("Oh, look! He's wearing a crown, this tsar!" yelled one of them, pulling my hair.) The question was apparently quite simple: "Yes, I know he was a bloody tyrant; it says that in our history book. But if so, what is to be done about that brisk wind, smelling of the sea, that blew over the Seine? about the music of those verses that were carried away by that wind? about the scraping of the golden trowel on the granite? What is to be done about that day long ago? For I feel its atmosphere so strongly."

No, for me it was not a question of rehabilitating Nicholas II. I believed my history book and my teacher. But that far-off day; that wind, that sunny air? I was confused in these disordered reflections, part thoughts, part images. As I pushed away my laughing comrades, who were snatching at me and deafening me with their taunts, I suddenly felt terribly jealous of them: "How fortunate not to carry within oneself that day of great wind, that past so palpable and apparently so useless.
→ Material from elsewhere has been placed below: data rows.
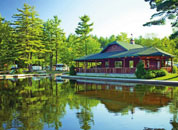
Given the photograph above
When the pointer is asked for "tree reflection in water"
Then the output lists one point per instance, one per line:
(32, 103)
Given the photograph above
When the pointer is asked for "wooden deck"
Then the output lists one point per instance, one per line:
(124, 70)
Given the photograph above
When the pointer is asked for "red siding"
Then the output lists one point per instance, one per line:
(114, 48)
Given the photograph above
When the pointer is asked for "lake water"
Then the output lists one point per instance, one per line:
(47, 104)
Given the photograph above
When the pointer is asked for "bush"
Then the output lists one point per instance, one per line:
(155, 73)
(140, 70)
(149, 74)
(19, 71)
(72, 70)
(174, 69)
(160, 73)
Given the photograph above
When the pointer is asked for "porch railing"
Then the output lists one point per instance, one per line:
(115, 70)
(107, 70)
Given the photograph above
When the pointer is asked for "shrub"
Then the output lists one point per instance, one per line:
(174, 69)
(149, 74)
(19, 71)
(160, 73)
(140, 70)
(72, 70)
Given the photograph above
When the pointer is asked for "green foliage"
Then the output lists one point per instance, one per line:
(174, 69)
(28, 29)
(72, 70)
(140, 70)
(155, 73)
(83, 30)
(19, 71)
(53, 38)
(149, 74)
(166, 9)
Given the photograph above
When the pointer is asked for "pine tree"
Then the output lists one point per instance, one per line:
(29, 30)
(166, 9)
(83, 30)
(54, 37)
(7, 43)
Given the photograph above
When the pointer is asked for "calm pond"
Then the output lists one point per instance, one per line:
(47, 104)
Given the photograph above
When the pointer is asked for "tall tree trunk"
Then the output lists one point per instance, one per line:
(30, 65)
(51, 61)
(56, 56)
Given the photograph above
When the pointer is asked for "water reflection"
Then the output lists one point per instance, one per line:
(46, 103)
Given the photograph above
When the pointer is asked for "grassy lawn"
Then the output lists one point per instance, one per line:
(173, 77)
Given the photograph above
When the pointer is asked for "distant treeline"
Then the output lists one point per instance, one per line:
(30, 41)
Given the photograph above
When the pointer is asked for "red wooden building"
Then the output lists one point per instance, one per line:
(122, 58)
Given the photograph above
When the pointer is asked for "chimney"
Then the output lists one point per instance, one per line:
(132, 40)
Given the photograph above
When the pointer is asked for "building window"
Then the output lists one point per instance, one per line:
(107, 64)
(131, 63)
(158, 64)
(148, 64)
(118, 64)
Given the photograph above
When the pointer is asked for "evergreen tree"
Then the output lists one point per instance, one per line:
(29, 30)
(7, 44)
(166, 9)
(53, 37)
(83, 30)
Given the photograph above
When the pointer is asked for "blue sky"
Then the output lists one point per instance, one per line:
(109, 16)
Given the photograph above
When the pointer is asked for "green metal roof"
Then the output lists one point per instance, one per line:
(126, 46)
(136, 51)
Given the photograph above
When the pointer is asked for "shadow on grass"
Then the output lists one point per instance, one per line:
(171, 78)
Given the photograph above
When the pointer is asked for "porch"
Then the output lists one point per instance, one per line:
(125, 65)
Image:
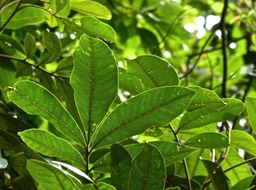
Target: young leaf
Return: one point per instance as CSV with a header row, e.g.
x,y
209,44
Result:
x,y
94,80
216,174
120,166
153,71
148,170
29,45
91,8
52,47
208,140
24,17
250,104
35,99
154,107
50,145
49,177
205,116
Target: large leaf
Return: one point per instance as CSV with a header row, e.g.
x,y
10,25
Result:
x,y
148,170
91,8
92,27
36,100
50,145
205,116
94,80
120,166
49,177
216,175
154,107
153,71
251,110
24,17
208,140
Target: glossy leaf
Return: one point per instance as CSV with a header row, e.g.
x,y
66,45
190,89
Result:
x,y
216,175
250,104
50,145
91,8
92,27
24,17
148,170
52,47
154,107
153,71
94,80
29,45
120,166
49,177
208,140
241,140
205,116
35,99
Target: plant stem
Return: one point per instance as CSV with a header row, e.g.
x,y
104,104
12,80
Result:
x,y
183,160
224,47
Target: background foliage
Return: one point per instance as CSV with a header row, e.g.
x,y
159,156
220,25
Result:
x,y
127,94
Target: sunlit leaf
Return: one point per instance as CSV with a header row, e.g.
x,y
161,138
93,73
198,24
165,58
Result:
x,y
154,107
205,116
35,99
50,145
250,104
208,140
148,170
120,166
216,175
94,80
49,177
91,8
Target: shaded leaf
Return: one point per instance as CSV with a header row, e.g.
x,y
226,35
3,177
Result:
x,y
216,175
120,166
250,104
91,8
154,107
49,177
208,140
35,99
94,80
153,71
205,116
50,145
148,170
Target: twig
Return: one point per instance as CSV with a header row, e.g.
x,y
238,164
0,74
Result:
x,y
224,47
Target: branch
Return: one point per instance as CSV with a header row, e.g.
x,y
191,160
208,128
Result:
x,y
224,48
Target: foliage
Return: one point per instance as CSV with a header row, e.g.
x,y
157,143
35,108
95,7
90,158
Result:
x,y
127,94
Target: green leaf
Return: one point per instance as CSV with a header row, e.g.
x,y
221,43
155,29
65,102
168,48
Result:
x,y
91,8
120,166
24,17
94,80
153,71
205,116
29,45
208,140
171,151
49,177
250,104
92,27
36,100
216,174
52,47
148,170
241,140
154,107
50,145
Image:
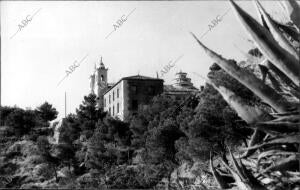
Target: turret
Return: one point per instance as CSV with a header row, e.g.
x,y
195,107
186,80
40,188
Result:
x,y
101,83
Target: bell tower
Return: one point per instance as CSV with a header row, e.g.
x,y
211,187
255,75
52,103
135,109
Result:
x,y
101,83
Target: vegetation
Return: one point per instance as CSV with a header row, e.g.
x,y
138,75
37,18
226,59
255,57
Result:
x,y
246,111
271,160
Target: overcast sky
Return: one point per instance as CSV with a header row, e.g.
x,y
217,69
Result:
x,y
35,59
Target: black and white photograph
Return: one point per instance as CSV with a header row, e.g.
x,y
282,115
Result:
x,y
154,95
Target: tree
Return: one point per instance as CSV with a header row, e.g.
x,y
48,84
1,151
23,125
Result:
x,y
45,151
88,109
47,112
22,121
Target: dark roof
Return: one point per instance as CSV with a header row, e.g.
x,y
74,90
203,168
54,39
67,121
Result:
x,y
134,77
140,77
171,88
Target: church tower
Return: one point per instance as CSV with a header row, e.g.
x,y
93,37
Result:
x,y
101,83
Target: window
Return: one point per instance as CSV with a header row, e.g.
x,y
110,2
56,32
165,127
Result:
x,y
134,104
151,90
134,89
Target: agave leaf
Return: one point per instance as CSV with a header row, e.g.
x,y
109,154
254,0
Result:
x,y
273,153
289,163
288,30
237,167
291,139
264,70
268,45
248,113
246,177
285,114
256,137
293,11
275,129
283,42
286,80
220,180
238,181
252,180
278,127
276,85
266,93
288,118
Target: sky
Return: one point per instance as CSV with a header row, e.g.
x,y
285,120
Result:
x,y
36,55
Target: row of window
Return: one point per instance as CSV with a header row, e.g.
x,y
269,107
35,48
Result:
x,y
112,111
150,90
109,97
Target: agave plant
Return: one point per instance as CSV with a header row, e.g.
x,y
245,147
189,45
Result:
x,y
271,159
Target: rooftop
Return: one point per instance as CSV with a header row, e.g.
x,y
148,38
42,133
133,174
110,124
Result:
x,y
134,77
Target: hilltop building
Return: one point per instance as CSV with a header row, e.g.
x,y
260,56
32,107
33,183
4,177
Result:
x,y
182,86
124,97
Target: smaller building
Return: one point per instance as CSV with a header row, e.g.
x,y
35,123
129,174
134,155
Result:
x,y
182,86
125,96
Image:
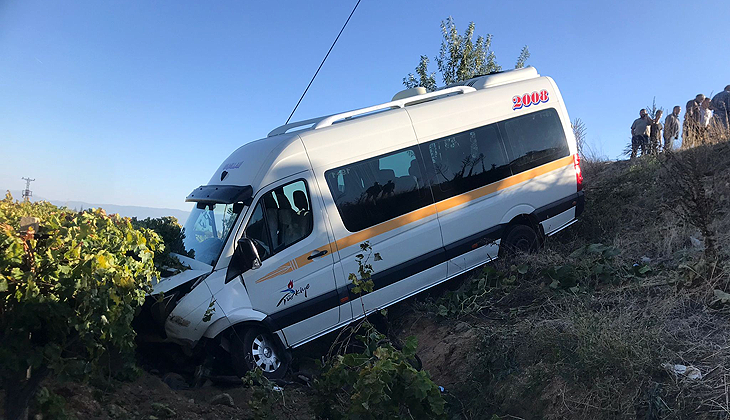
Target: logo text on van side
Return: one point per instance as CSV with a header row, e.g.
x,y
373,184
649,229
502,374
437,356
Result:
x,y
290,293
534,98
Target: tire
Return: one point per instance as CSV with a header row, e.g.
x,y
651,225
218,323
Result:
x,y
257,348
519,239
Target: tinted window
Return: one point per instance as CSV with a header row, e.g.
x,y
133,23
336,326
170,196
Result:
x,y
535,139
465,161
378,189
281,218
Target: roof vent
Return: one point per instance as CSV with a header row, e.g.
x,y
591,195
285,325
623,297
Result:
x,y
499,78
409,92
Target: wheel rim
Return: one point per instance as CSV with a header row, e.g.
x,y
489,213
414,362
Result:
x,y
264,354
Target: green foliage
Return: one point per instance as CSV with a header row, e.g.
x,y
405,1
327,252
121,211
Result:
x,y
473,296
68,292
377,383
362,280
591,266
172,235
460,58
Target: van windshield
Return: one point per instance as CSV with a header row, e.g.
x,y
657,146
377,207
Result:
x,y
207,230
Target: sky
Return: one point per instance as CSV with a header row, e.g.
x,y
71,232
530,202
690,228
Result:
x,y
138,103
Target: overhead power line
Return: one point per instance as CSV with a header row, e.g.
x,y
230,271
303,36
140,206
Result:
x,y
322,63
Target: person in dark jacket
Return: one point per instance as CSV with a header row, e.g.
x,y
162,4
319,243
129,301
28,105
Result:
x,y
671,128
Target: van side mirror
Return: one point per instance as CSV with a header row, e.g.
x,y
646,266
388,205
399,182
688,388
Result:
x,y
245,257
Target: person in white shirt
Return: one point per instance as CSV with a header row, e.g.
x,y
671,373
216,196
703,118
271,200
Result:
x,y
705,120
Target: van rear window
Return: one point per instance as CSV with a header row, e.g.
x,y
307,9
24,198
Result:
x,y
378,189
534,139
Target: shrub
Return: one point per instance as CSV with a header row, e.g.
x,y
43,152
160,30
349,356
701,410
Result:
x,y
68,292
378,383
172,235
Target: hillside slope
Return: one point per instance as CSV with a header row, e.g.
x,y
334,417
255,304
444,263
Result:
x,y
582,330
592,326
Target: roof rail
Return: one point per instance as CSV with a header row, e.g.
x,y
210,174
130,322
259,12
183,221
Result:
x,y
286,127
327,121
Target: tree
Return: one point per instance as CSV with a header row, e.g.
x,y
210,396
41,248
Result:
x,y
68,293
460,58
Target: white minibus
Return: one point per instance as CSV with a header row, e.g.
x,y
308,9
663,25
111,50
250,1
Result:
x,y
437,183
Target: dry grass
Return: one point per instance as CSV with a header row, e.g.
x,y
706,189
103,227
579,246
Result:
x,y
599,353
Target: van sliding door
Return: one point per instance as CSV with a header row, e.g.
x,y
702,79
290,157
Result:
x,y
376,192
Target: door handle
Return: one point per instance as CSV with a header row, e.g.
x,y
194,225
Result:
x,y
317,254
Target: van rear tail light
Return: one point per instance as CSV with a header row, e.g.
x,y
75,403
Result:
x,y
578,173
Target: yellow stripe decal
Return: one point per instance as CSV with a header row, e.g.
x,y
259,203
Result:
x,y
422,213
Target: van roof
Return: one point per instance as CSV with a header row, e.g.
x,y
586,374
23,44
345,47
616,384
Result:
x,y
412,97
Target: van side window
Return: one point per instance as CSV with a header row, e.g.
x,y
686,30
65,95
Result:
x,y
465,161
282,217
378,189
535,139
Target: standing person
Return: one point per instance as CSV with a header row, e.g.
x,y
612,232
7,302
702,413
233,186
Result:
x,y
705,121
721,105
691,121
655,133
640,133
671,128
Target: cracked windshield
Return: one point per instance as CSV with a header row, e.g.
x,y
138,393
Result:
x,y
206,231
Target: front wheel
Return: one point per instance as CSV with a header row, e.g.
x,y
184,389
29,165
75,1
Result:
x,y
255,348
519,239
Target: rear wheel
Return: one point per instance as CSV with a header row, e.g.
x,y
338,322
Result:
x,y
519,239
255,348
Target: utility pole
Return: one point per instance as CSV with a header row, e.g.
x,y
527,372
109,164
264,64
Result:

Yes, to have only one view of life. Not to see as I see…"

This last thought seemed to me so strange that I stopped repelling my tormentors' attacks and turned toward the window, beyond which lay the snow-covered city. So I saw things differently! Was it an advantage? Or a handicap, a blemish? Perhaps this double vision could be explained by my two languages; thus, when I pronounced the Russian word "" a cruel tyrant rose up before me; while the word "tsar" in French was redolent of lights, of sounds, of wind, of glittering chandeliers, of the radiance of women's bare shoulders, of mingled perfumes, of the inimitable air of our Atlantis. I understood that this second view of things would have to be hidden, for it could only provoke mockery from others.

This secret meaning of words was subsequently revealed once more in a situation just as tragicomic as that of our history lesson.

I had joined an interminable queue that wound round outside the premises of a food shop, crossed the threshold, and then extended inside it.